Thursday, March 17, 2011
Loose Ends - Part I: Predicting Future Success
My plan is to put out a series of posts - hopefully all within the next while - that relate to subjects that I've posted on previously. The object of these posts is to address certain outstanding issues that weren't resolved when I tackled these subjects the first time around.
The first post in the series is an extension of a post that I published last month that looked at how various shot metrics - all of them calculated at even strength with the score tied - predicted future success at the team level.
One related issue that wasn't explored is how well those same shot metrics predict future success when compared to more conventional measures of team strength, such as winning percentage and goal ratio.* This question is actually more fundamental than the one investigated in the original post. After all, if shot metrics like Fenwick and Corsi failed to predict future success better than the conventional measures, then that would render them considerably less useful.
The method employed** was similar to the one used in the first post. Because of the relative complexity of the process, including a step-by-step description may be helpful.
Firstly, I randomly selected a certain number of games from each team's schedule, with each team having an equal number of home and road games selected.
Secondly, I calculated how each team performed over those games with respect to certain variables. The variables that were calculated were even strength Corsi with the score tied, overall goal ratio (with empty net and shootout goals excluded), and winning percentage. Winning percentage was defined as WINS/(WINS+LOSSES). Games that ended in a shootout were considered ties, and were therefore not included in the calculation.
I then randomly selected a second, independent group of games. That is, if a game was included in the first grouping, it was not eligible for selection in the second grouping. As with the first grouping, an equal number of home and road games were selected for each team.
I then determined how each team did in terms of winning percentage over this second group of games, and looked at how each of the three variables calculated in relation to the first group correlated with winning percentage in the second group.
The relationship between the size of the two groups can be expressed as y=(80-x), where x represents the number of games included in the first group, and y the number of games in the second group. So, for example, if 20 games were selected for the first group, the second group would consist of 60 games. Ultimately, I elected to use x values of 20, 30, 40, 50, 60 and 70.
The raw data used was from the 2007-08, 2008-09 and 2009-10 regular seasons. The table included below shows the results for each individual season, as well as the average results. The values represent the average correlation over 1000 calculations.
A couple points:
- Corsi Tied is the best predictor of how a team will perform over the remainder of its schedule, regardless of the point in the schedule at which the calculation occurs.
- Corsi Tied is only marginally more predictive of future success than goal ratio or winning percentage when looking at samples of 60 games or more. In other words, as the sample size becomes increasingly large, there are diminishing returns with respect to the predictive advantage of Corsi.

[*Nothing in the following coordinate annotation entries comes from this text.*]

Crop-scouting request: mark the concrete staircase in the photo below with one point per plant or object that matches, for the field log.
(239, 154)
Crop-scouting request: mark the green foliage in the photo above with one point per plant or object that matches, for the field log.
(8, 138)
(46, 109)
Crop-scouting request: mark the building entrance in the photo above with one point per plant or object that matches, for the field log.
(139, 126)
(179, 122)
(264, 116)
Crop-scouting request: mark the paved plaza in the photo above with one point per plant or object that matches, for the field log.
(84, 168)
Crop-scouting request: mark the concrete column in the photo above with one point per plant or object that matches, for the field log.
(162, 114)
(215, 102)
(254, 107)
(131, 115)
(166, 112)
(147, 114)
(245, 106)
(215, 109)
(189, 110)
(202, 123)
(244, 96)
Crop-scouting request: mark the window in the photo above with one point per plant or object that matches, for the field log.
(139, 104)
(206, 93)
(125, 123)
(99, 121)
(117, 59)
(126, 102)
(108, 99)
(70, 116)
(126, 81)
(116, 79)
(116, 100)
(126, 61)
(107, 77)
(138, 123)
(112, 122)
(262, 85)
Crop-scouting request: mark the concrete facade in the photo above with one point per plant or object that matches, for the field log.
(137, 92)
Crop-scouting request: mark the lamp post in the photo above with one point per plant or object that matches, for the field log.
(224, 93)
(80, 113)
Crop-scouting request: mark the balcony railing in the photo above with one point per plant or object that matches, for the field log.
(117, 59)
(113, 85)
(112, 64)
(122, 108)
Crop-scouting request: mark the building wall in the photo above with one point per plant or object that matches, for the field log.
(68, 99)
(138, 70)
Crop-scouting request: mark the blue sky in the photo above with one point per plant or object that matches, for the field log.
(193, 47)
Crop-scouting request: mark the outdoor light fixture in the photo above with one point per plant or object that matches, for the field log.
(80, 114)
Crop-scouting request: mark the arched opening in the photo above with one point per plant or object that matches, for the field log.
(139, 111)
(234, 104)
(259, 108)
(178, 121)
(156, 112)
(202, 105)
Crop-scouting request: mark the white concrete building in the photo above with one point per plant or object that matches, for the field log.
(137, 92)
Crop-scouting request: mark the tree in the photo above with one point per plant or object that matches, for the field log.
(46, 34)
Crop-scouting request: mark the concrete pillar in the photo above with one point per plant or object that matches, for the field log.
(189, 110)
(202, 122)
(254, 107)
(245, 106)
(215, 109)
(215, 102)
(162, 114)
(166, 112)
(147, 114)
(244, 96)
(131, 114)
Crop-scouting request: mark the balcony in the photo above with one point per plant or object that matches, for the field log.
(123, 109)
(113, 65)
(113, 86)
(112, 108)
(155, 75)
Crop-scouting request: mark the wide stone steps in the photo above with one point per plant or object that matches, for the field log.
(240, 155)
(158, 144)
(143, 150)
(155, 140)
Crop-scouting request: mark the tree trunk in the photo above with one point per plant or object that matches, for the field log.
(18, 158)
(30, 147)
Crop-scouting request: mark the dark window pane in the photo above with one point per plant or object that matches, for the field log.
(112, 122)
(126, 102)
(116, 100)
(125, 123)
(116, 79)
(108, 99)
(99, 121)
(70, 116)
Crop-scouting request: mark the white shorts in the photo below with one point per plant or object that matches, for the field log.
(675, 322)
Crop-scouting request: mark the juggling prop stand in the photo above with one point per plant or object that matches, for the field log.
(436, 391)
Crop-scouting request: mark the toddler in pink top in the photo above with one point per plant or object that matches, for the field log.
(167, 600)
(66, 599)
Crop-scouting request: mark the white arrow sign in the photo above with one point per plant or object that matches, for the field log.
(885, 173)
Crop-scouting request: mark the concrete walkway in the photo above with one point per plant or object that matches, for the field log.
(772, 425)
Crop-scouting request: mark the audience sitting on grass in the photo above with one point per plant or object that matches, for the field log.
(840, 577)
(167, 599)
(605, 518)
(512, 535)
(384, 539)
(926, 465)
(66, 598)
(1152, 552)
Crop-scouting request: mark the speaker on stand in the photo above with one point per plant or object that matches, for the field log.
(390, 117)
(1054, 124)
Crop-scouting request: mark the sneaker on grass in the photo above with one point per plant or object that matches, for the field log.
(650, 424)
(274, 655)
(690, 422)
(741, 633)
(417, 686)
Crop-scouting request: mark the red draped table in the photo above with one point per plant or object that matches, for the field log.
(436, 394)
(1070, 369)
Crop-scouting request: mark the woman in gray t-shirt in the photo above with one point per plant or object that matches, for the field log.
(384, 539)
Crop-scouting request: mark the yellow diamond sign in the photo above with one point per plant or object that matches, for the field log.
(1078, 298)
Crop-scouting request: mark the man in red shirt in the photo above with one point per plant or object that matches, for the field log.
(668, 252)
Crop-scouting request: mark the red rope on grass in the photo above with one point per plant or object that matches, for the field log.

By the end of the season, all three variables seem to predict future success equally well
- The above fact has implications in terms of determining playoff probabilities at the team level, with the results suggesting that a composite metric would work best
- The aggregate values for Goal Ratio and Winning Percentage are remarkably similar. The implication is that once shootout results are controlled for, winning percentage is as good of a measure of a team as goal ratio is
Next up: Score Effects and Minor Penalties.
*Some readers may have observed that the split-half reliability of goal ratio (0.417) was lower than the predictive validity co-efficients for both Corsi Tied (0.444) and Fenwick Tied (0.429). The implication is this is that the two latter variables are better able to predict goal ratio from one half of the schedule to the other than goal ratio is itself.
** I should note that this method was actually developed and first used by Vic Ferrari. See here.
Scott Reynolds had a question in the comments section on how the results would differ if we looked at future EV performance rather than overall performance. Using the same method as the one described above, I looked at which of EV Corsi Tied and EV goal ratio (empty netters removed) was better able to predict future performance at even strength (which I operationalized as future EV goal ratio). Here are the results:
The results aren't too different - Corsi Tied is a much better predictor early in the schedule, but the two measures have about the same predictive power by the end of the year.